Nach Mydiat bei gefühlten 60 Grad in der Sonne, frühstücken wir endlich an den Ufern des Tigris und lassen unsere Phantasie den Fluss hinunter bis nach Bagdad treiben. Wir sind in Mesopotamien angekommen.Weiter in die kurdischen Berge und endlich nach Norden. Pro 100 Kilometer gefühltes 1 Grad kälter. Überall in Kurdistan scheinen Straßen gebaut zu werden, so dass wir meistens über unfertige Schotter-, Stein-, Sandpisten holpern und jeder Kilometer zur Qual wird. Ich kränkel auf dem Beifahrersitz vor mich hin, während ND jeden Kilometer durch die kurdischen Berge wacker erkämpft. Zwischendurch wache ich aus meinem weggetreten Zustand auf und sehe einen brennenden LKW vor mir. Aus meinen Hitzeträumen gerissen, reiße ich die Autotür auf und renne auf Flip-Flops einem mutigen kurdischen LKW-Fahrer hinterher, nicht ohne vorher den alten Feuerlöscher aus dem Bus mitzunehmen. Nach ca. fünf Metern merke ich, dass es draußen schon ziemlich heiß ist. Nach zehn Metern nimmt mir der Rauch die Luft weg. Nach 15 Metern kann ich nicht wirklich mehr was sehen und kehre um. Als ich anfange Wasser in ein Handtuch zu schütten und es mir vor den Mund zu halten weckt mich der ND ein zweites Mal und bringt mich zurück auf den Erdboden. Wir steigen wieder ins Auto ein, schließen die Fenster und beobachten den schnellen Feuerwehreinsatz beim Löschen des Lasters. Nach 10 Minuten ist der Spuk vorbei und wir können weiterfahren. Der LKW-Fahrer hat überlebt und ich bin froh, dass der ND mich aus meinen „Lösch-das-Feuer-Wahn“ aufgeweckt hat, meine Lunge so die Aussicht auf weitere spannende Erlebnisse mit südostanatolischem Tabak hat und der ND nicht unsere ganzen Tabakvorräte zu schlechten Konditionen auf dem nächsten Basar verhökern muss.

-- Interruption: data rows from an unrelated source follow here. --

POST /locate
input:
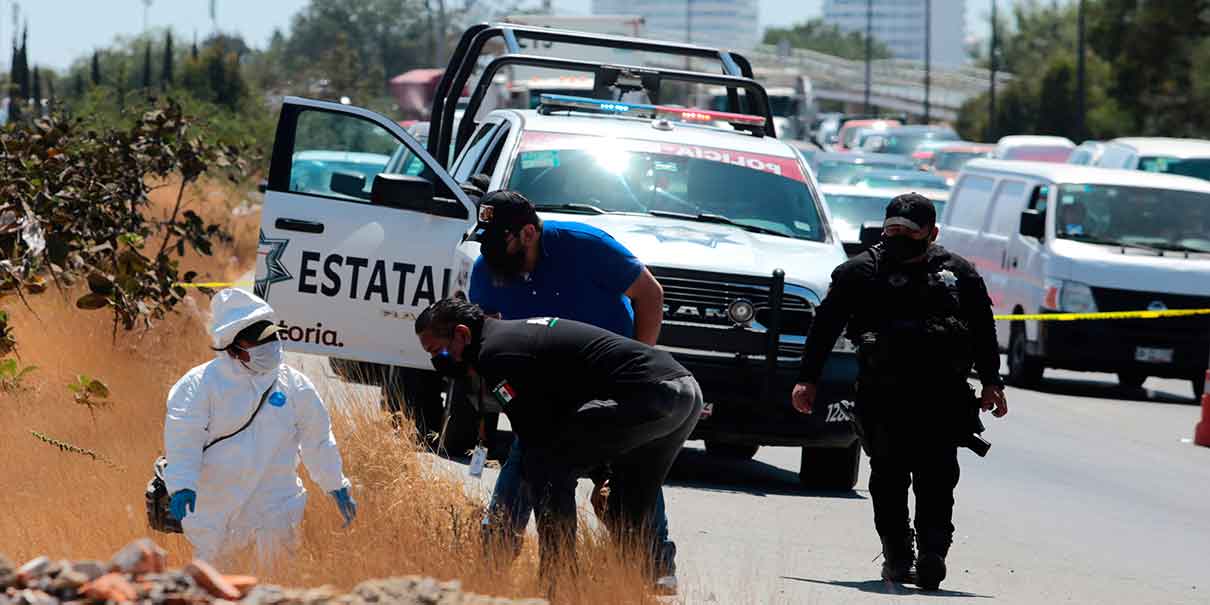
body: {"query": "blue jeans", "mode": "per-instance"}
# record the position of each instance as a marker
(511, 503)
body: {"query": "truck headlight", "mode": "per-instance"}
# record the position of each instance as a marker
(1069, 297)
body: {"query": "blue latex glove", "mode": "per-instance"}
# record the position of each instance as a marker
(346, 505)
(179, 501)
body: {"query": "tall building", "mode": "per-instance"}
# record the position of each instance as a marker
(900, 26)
(721, 23)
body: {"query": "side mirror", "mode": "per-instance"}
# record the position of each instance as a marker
(871, 232)
(349, 183)
(1033, 224)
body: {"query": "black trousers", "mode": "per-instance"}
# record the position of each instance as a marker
(639, 434)
(910, 445)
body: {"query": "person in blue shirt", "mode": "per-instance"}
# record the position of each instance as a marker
(530, 268)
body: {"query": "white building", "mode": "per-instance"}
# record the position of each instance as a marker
(726, 24)
(900, 26)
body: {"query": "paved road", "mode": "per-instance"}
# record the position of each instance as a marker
(1089, 495)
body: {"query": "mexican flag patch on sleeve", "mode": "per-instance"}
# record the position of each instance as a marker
(503, 392)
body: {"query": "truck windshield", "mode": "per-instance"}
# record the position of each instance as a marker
(1156, 218)
(1196, 167)
(764, 192)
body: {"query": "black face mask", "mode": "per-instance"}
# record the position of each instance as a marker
(902, 247)
(448, 367)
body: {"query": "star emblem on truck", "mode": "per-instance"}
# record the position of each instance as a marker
(275, 271)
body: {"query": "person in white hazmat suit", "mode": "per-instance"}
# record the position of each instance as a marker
(246, 489)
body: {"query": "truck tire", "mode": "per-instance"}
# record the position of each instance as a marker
(460, 421)
(1024, 370)
(731, 450)
(1131, 380)
(416, 393)
(830, 468)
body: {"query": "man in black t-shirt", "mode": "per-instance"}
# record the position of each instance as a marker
(578, 396)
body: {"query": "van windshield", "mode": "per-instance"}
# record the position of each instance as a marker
(755, 191)
(1128, 215)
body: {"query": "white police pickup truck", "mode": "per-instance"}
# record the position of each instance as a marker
(727, 218)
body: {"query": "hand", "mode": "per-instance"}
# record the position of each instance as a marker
(600, 499)
(346, 505)
(179, 502)
(804, 397)
(992, 399)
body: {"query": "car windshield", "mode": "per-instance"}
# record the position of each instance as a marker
(843, 171)
(1038, 154)
(954, 161)
(1157, 218)
(756, 191)
(1196, 167)
(850, 212)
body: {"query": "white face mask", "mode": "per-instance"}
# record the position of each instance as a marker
(265, 358)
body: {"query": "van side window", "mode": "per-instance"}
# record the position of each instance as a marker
(1007, 207)
(969, 202)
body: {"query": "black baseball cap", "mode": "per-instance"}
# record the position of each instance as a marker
(503, 212)
(911, 211)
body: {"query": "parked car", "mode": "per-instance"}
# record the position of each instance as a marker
(836, 167)
(857, 212)
(1190, 157)
(903, 179)
(949, 160)
(1033, 148)
(904, 139)
(1058, 238)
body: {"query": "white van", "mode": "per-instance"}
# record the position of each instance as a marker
(1053, 237)
(1190, 157)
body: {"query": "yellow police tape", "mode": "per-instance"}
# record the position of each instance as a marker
(1024, 317)
(1106, 315)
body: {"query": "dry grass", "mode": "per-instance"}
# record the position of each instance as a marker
(414, 518)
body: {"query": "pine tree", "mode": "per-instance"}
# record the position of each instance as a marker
(96, 68)
(166, 70)
(147, 67)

Weiter geht es an diversen türkischen Militärposten vorbei nach Bitlis. In Bitlis scheint sich der ganze Verkehr vom Schwarzen Meer nach Syrien durch die enge Altstadt zu quetschen. Was dazu führt das eigentlich gar nichts mehr geht... Autos die in zweiter Reihe parken leisten ihren Beitrag dazu und als der ND von der gegenüberliegenden Seite zum Chai eingeladen wird, spielt man mit dem Gedanken einfach den Bus mitten auf der Straße stehen zu lassen und erstmal einen Chai trinken zu gehen. Der Verkehr würde endgültig kollabieren und wir hätten Zeit uns der im Vergleich zu Midyat, Mardin, und Urfa völlig anderen Stadt zu widmen. Alles hier, die Menschen, die Architektur und das Klima ist anders. Wir fahren aber weiter, sind nach einer weiteren Stunde endlich in Tatvan angekommen und ich erkenne die Stadt, die ich vor neun Jahren bereits besucht habe wieder. Am Eisenbahnfähranleger nachgefragt, fährt am nächsten Tag eine Fähre um 11h morgens nach Van. Also erst einmal einen Chai getrunken und sofort Freunde gefunden. Ein rothaariger Kurde wird sofort geholt, als klar wird, dass wir aus Berlin kommen. Er hat in Spandau gelebt und eine Dönerbude in Mariendorf gehabt. Jetzt betreibt er ein Internetcafé in Tatvan. Warum er nach Deutschland gekommen ist? Er hat in den Bergen gelebt und sich mit deutschen Touristen und Maschinengewehr fotografieren lassen. Die Bilder der deutschen Touristen sind dann irgendwie in die Hände des türkischen Militärs gelangt...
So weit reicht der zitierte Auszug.